Selon Abdel Atty, le processus de paix est entré dans la deuxième phase du plan du président américain Donald Trump, marquée par l’annonce de la création d’un Conseil de paix. Le ministre a indiqué que Le Caire avait reçu une invitation officielle de Washington, adressée par Trump au président égyptien Abdel Fattah al-Sissi, pour rejoindre ce conseil.
Il a rappelé que la résolution 2803 du Conseil de sécurité prévoit la mise en place de ce Conseil, présidé par Trump et composé de 25 dirigeants mondiaux, dont l’Égypte. Dans un message publié le même jour, le président Sissi a salué les efforts américains, soulignant l’importance de l’implication directe de Trump dans le dossier palestinien. Abdel Atty a insisté sur le fait que cette implication constituait « la garantie principale » pour la mise en œuvre des engagements des parties.

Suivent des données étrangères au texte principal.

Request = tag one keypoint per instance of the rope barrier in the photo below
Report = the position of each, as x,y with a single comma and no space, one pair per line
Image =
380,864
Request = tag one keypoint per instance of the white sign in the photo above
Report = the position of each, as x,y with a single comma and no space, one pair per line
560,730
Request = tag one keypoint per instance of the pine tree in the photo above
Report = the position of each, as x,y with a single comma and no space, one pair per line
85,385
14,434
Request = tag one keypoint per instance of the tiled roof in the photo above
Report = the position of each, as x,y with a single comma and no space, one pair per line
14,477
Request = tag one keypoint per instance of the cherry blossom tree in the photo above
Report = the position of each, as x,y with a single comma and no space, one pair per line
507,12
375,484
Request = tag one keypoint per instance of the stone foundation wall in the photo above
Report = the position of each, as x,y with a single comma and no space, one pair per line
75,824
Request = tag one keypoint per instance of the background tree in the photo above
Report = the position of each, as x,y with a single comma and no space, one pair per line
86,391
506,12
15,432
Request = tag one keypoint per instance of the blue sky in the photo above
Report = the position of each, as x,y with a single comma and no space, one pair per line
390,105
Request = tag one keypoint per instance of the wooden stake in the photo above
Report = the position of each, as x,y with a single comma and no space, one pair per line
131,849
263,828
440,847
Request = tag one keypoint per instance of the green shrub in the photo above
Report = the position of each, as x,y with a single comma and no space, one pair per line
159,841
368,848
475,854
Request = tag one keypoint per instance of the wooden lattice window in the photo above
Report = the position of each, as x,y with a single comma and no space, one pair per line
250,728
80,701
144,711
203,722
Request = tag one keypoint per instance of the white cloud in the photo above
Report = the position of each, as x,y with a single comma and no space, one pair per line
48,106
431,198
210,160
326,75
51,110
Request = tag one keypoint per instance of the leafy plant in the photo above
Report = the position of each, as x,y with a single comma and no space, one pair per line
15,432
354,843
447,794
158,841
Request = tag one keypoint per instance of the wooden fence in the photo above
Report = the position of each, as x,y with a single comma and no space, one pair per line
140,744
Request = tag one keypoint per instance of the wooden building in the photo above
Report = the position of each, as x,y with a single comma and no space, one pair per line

Le chef de la diplomatie égyptienne a également mis l’accent sur la nécessité du retrait israélien de Gaza, préalable à une phase de reconstruction et de réhabilitation. Il a évoqué l’envoi prochain d’un comité administratif chargé de gérer les affaires quotidiennes et de fournir les services essentiels dans le territoire.
Parallèlement, la présidence turque a annoncé que le président Trump avait adressé une invitation similaire à son homologue turc, Recep Tayyip Erdoğan, pour rejoindre le Conseil de paix. Ce dernier serait chargé de superviser l’administration temporaire de Gaza, où un cessez-le-feu fragile est en vigueur depuis octobre dernier.
Le Conseil exécutif de Gaza, dont la composition a été partiellement dévoilée par la Maison Blanche, inclut notamment le ministre turc des Affaires étrangères Hakan Fidan, le secrétaire d’État américain Marco Rubio, l’envoyé spécial Steve Witkoff, l’ancien Premier ministre britannique Tony Blair, ainsi que Jared Kushner, gendre de Trump.